Presque tous les orateurs de la Gironde, Vergniaud excepté, étaient, dans leurs discours, d'une bien autre violence que les orateurs de la Montagne. Cela est facile à vérifier, et l'on ne peut douter un seul instant que, si les Girondins avaient été victorieux, ils n'eussent envoyé leurs adversaires à la mort. Seulement, les Montagnards entraînaient dans leur chute la Révolution elle-même ils l'emportèrent, et la République fut sauvée pour le moment. Certes, ils intéressent au dernier point, tous ces hommes pleins de jeunesse, de courage, d'enthousiasme et d'avenir mais ils ne surent pas se montrer à la hauteur de la situation ; ils ne surent pas faire à la patrie le sacrifice de quelques haines irréfléchies, et nous verrons les écrivains les plus favorables à leur cause être forcés de les condamner devant l'histoire.

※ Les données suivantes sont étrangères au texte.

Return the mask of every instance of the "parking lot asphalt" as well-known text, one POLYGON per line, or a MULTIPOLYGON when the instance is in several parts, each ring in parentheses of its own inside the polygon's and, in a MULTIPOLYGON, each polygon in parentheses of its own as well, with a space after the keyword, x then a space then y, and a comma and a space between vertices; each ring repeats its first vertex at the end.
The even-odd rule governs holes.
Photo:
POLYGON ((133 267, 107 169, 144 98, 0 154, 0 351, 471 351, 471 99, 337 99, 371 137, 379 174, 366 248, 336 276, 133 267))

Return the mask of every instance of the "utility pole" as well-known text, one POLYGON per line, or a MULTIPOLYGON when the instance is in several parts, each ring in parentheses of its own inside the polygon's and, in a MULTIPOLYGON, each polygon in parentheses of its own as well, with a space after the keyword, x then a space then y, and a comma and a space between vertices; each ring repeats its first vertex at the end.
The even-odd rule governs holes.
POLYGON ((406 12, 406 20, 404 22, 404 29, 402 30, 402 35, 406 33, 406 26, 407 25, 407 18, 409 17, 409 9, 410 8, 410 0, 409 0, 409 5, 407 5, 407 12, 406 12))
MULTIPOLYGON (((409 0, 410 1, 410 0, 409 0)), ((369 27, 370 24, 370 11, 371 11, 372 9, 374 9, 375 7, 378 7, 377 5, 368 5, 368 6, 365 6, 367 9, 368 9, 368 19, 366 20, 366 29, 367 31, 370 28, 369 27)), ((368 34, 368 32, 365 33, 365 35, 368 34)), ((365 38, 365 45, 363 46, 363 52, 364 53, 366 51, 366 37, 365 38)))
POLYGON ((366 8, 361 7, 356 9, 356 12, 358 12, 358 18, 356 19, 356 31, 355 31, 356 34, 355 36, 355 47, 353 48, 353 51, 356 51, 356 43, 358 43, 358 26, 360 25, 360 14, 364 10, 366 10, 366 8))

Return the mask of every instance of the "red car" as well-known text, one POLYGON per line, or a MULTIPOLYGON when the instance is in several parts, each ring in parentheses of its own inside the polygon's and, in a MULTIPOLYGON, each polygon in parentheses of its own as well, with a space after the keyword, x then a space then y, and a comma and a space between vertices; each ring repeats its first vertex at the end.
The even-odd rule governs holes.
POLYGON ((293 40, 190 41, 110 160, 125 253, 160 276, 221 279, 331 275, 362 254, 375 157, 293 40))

Ils eurent l'immense tort de commencer les hostilités et de légitimer ainsi les représailles. Dès les premiers mois de la Convention, une attaque, intempestive et nullement justifiée, de Louvet contre Robespierre ne fit que donner à celui-ci l'occasion de prononcer un admirable discours, dans lequel étaient réduites à néant de vagues et iniques accusations, et que terminait un éloquent appel à la concorde. Cet appel ne fut guère écouté. Les événements du 10 mars, la trahison de Dumouriez suscitèrent d'interminables récriminations. Danton, mal à propos pris à partie par Lasource, devint l'irréconciliable ennemi de la Gironde, dont il fut certainement le plus redoutable antagoniste. Bientôt, les Girondins demandèrent et obtinrent l'arrestation de Marat victoire fâcheuse et double imprudence de leur part ! en ce qu'ils portaient les premiers coups à l'inviolabilité de l'Assemblée et préparaient à l'Ami du peuple un éclatant triomphe.

Avec une déplorable persistance, le côté droit s'emparait de toutes les questions pour raviver le combat. Cela se vit bien dans la discussion sur le maximum, où ses orateurs accusèrent les Montagnards de vouloir violer le droit de propriété et de compromettre l'existence des propriétaires. C'étaient là de pures déclamations, ne pouvant, en tout cas, atteindre Saint-Just, puisque celui-ci s'était toujours montré opposé à cette mesure extrême.

Ces imprudents Girondins se dépopularisaient singulièrement, quand, à quelque rumeur violente partie des tribunes, ils menaçaient Paris de la colère des départements, et demandaient que la Convention fût transférée à Versailles ou à Bourges. Aussi, dans le courant du mois d'avril, une première adresse des sections de Paris, lue par Rousselin, le jeune ami de Danton, à la' barre de l'Assemblée, réclama-t-elle l'expulsion de vingt-deux députés girondins. Cette pétition, improuvée par la Montagne elle-même, qui ne voulait pas laisser entamer la Convention, contenait de grands enseignements dont personne ne profita.

Cependant les discussions sur la Constitution avaient lieu dans un grand calme la guerre semblait suspendue, sinon finie, entre la Montagne et la Gironde, lorsque, vers la seconde quinzaine de mai, le Girondin Isnard fut malheureusement choisi pour président par la Convention. Cet homme, d'un caractère provoquant et colérique, ne sachant garder aucune mesure, remit bientôt tout en feu.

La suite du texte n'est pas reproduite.